La révolution digitale en Afrique a poussé bon nombre d’États, (à travers leurs ministères, agences gouvernementales, primature, présidence, entreprises d’État), à élargir leur champ de propagande, de communication et d’influence sur Twitter, YouTube, Facebook, Instagram et autres. Mais leurs agendas cachés constituent un défi majeur.
Issa SIKITI DA SILVA
La diplomatie digitale fait gagner beaucoup d’argent aux entreprises de télécommunication et aux fournisseurs de services internet (FSI). Il suffit seulement d’observer le nombre des comptes et de pages actifs des entités gouvernementales africaines étalés sur les réseaux sociaux pour avoir une idée générale sur les sommes énormes que déboursent les gouvernements pour rester connectés avec le monde.
En outre, il est important de mentionner de multiples réunions et webinaires qui se tiennent dans les locaux de ces entités jour après jour par visio-conférence (Zoom, Skype, Google Meet et autres).
En Afrique, l’économie liée à l’internet a le potentiel d’atteindre 5,2% du Produit intérieur brut (PIB) du continent d’ici 2025, contribuant ainsi à hauteur de près de 180 milliards de dollars à l’économie mondiale, selon un rapport de Google et de l’International Finance Corporation (IFC) publié en 2020.
« L’internet a trois impacts fondamentaux sur les relations diplomatiques. Premièrement, il multiplie et amplifie le nombre de voix et d’intérêts impliqués dans l’élaboration des politiques internationales. Deuxièmement, il accélère et libère la diffusion d’informations, exactes ou non, sur n’importe quel problème ou événement. Troisièmement, il permet aux services diplomatiques traditionnels d’être fournis plus rapidement et à moindre coût », explique Olubukola S. Adesina, Professeur associé au Département de science politique à l’Université d’Ibadan (Nigeria).
Agendas cachés
Dans un continent où la liberté d’expression est souvent bafouée par les mêmes personnes et groupes qui l’ont insérée dans la constitution et sont censés la respecter et la protéger, force est de constater que la diplomatie digitale ne marche effectivement que lorsqu’elle promeut leurs avantages.
Il arrive que les comptes et pages de ces entités gouvernementales diffusent des messages ambigus, des mensonges et des contre-vérités visant à séduire l’électorat et la communauté internationale, salir leurs opposants ou se faire valoir vis-à-vis de la population. La guerre éclate au moment où les mécontents tentent de répliquer ou de contredire l’État par le biais de ces mêmes canaux. Souvent, le pouvoir réagit d’une manière brutale et radicale en coupant l’internet « pour des raisons de sécurité » et en faisant arrêter ces « ennemis de l’Etat ».

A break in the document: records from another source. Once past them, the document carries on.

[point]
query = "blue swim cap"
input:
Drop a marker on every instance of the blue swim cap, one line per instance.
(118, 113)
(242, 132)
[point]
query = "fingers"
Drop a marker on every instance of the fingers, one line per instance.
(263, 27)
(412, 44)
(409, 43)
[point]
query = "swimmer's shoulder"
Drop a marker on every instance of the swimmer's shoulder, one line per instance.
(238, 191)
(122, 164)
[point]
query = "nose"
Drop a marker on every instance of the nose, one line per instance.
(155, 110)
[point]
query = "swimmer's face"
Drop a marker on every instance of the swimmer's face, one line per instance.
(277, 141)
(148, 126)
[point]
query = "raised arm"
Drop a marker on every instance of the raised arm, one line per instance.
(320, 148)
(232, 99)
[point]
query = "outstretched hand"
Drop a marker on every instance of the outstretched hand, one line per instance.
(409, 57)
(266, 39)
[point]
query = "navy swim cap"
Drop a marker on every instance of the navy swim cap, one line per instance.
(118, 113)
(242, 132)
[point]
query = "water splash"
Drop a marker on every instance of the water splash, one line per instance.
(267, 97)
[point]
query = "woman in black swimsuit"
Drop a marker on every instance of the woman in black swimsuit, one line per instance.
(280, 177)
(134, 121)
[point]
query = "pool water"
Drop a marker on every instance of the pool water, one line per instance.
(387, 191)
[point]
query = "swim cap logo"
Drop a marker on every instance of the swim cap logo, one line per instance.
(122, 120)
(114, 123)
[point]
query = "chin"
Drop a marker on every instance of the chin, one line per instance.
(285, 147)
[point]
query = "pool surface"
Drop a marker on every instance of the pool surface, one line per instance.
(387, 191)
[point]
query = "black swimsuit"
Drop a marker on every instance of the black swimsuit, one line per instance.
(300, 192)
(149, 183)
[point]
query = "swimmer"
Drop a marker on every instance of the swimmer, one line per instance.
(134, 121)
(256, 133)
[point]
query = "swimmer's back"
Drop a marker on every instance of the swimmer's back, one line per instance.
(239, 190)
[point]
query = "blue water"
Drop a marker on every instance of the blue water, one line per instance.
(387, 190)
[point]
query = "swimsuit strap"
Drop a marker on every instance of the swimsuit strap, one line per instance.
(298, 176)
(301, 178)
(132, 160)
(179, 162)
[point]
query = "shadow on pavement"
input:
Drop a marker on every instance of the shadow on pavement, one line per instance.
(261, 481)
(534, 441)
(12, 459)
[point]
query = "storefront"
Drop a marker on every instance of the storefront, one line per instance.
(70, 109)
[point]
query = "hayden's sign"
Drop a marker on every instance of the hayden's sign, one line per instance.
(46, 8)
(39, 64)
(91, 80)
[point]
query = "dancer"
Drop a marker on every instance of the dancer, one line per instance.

Selon Olubukola S. Adesina, en Afrique la diplomatie digitale est confrontée à un certain nombre de défis, notamment la méfiance des hauts dirigeants à l’égard du même internet qu’ils utilisent souvent pour communiquer avec la communauté locale et internationale.
Plusieurs gouvernements africains, (par exemple, l’Ouganda, la Tanzanie, le Zimbabwe, le Togo, le Burundi, le Tchad, le Mali et la Guinée) ont dû couper l’internet ou restreindre l’accès à l’internet et aux plateformes de réseaux sociaux de manière controversée, souligne cet intellectuel nigérian dans un document de recherche publié sur le site de Brookings Institution.
En juin 2021, le Nigeria avait bloqué Twitter pendant sept mois pour avoir supprimé un tweet du président Muhammadu Buhari et pour avoir, selon l’Etat, pris parti pour les sécessionnistes.
De tels obstacles, y compris le manque des infrastructures adéquates des TIC, connexion internet instable et l’électricité médiocre, freinent la diplomatie digitale africaine, ajoute-il.